El siervo inmisericorde

• Mt. 18:21-35

Entonces se le acerco Pedro y le dijo: Señor, ¿Cuántas veces perdonaré a mi hermano que peque contra mí? ¿Hasta siete? Jesús le dijo: No te digo hasta siete, sino aun hasta setenta veces siete.  Por lo cual el reino de los cielos es semejante a un rey que quiso hacer cuentas con sus siervos.  Y comenzando a hacer cuentas, le fue presentado uno que le debía diez mil talentos. A éste, como no pudo pagar, ordenó su señor venderle, y a su mujer e hijos, y todo lo que tenía, para que se le pagase la deuda.  Entonces aquel siervo, postrado, le suplicaba, diciendo: Señor, ten paciencia conmigo, y yo te lo pagaré todo.  El Señor de aquel siervo, movido a misericordia, le soltó y le perdonó la deuda.  Pero saliendo aquel siervo, halló a uno de sus consiervos, que le debía cien denarios; y asiendo de él, le ahogaba,  diciendo: págame lo que me debes.  Entonces su consiervo, postrándose a sus pies, le rogaba diciendo: Ten paciencia conmigo, y yo te lo pagaré todo.  Más el no quiso, sino fue y le echó en la cárcel, hasta que pagase la deuda.  Viendo sus consiervos lo que pasaba, se entristecieron mucho, y fueron y refirieron a su señor todo lo que había pasado.  Entonces, llamándole su señor, le dijo: Siervo malvado, toda aquella deuda te perdoné, porque me rogaste.  ¿No debías tú también tener misericordia de tu consiervo, como yo tuve misericordia de ti?  Entonces su señor, enojado, le entregó a los verdugos, hasta que pagase todo lo que le debía.  Así también mi Padre celestial hará con vosotros si no perdonáis de todo corazón cada uno a su hermano sus ofensas.

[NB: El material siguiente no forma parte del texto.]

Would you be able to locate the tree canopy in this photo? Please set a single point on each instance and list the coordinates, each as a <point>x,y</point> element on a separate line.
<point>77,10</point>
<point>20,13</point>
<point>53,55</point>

Tercer Misterio de la Prosperidad

Los obreros en la viña

• Mt. 20:1-16

En aquel tiempo, dijo Jesús a sus discípulos esta parábola: El Reino de los Cielos se parece a un propietario que al amanecer salió a contratar jornaleros para su viña. Después de ajustarse con ellos en un denario por jornada, los mandó a la viña. Salió otra vez a media mañana, vio a otros que estaban en la plaza sin trabajo y les dijo: Id también vosotros a mi viña y os pagaré lo debido. Ellos fueron. Salió al caer la tarde y encontró a otros, parados, y les dijo: ¿Cómo es que estáis aquí el día entero sin trabajar? Le respondieron: Nadie nos ha contratado. Él les dijo: Id también vosotros a mi viña. Cuando oscureció, el dueño dijo al capataz: Llama a los jornaleros y págales el jornal, empezando por los últimos y acabando por los primeros. Vinieron los del atardecer y recibieron un denario cada uno. Cuando llegaron los primeros, pensaban que recibirían más, pero ellos también recibieron un denario cada uno. Entonces se pusieron a protestar contra el amo: Estos últimos han trabajado sólo una hora y los has tratado igual que a nosotros, que hemos aguantado el peso del día y el bochorno. Él replicó a uno de ellos: Amigo, no te hago ninguna injusticia. ¿No nos ajustamos en un denario? Toma lo tuyo y vete. Quiero darle a este último igual que a ti. ¿Es que no tengo libertad para hacer lo que quiera en mis asuntos? ¿O vas a tener tú envidia porque yo soy bueno? Así, los últimos serán los primeros y los primeros los últimos; porque muchos son llamados, mas pocos escogidos. 

 

Cuarto Misterio de la Prosperidad

Los dos hijos

• Mt. 21:28-32

Pero ¿qué os parece? Un hombre tenía dos hijos, y acercándose al primero, le dijo: Hijo, ve hoy a trabajar en mi viña.  Respondiendo él, dijo: No quiero; pero después, arrepentido, fue.  Y acercándose al otro, le dijo de la misma manera; y respondiendo él, dijo: Sí, señor, voy.  Y no fue.  ¿Cuál de los dos hizo la voluntad de su padre? Dijeron ellos: El primero.  Jesús les dijo: De cierto os digo, que los publicanos y las rameras van delante de vosotros al reino de Dios.  Porque vino a vosotros Juan en camino de justicia, y no le creísteis; pero los publicanos y las rameras le creyeron; y vosotros, viendo esto, no os arrepentisteis después para creerle.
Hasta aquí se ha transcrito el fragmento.